Así las cosas, en el presente evento no puede tenerse por cumplida la exigencia de inmediatez de la solicitud por cuanto supera en mucho el lapso razonable de los seis meses que se adopta, y no se demostró, ni invocó siquiera, justificación de tal demora por el accionante. ” (Sentencia 2 de agosto de 2007, exp. No. 2007-00188-01). De manera que en el presente asunto la pretensión de la tutelante encaminada a revocar la sentencia decisoria del recurso de revisión no está llamada a prosperar, como tampoco lo es aquella que busca dejar sin efectos la actuación posterior que depende de tal providencia, en virtud de lo expuesto líneas atrás en torno al requisito de la inmediatez, cuya finalidad, en tratándose de decisiones y actuaciones judiciales, radica en brindar seguridad y certeza jurídica; tanto más si se toma en consideración que la interesada no alegó ni mucho menos demostró motivo alguno que justifique la demora en acudir al juez constitucional. 3.

Baste lo anterior, para denegar el amparo deprecado.

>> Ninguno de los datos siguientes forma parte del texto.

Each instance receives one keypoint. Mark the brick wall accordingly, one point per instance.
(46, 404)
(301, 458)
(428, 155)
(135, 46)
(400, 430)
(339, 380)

DECISIÓN Con fundamento en lo expuesto, la Corte Suprema de Justicia, en Sala de Casación Civil, administrando Justicia en nombre de la República y por autoridad de la ley, DENIEGA el amparo solicitado. Comuníquese mediante telegrama a los interesados, y si la decisión no es impugnada, remítase el expediente a la Corte Constitucional para su eventual revisión. Por Secretaría devuélvase el expediente adjunto al juzgado de origen.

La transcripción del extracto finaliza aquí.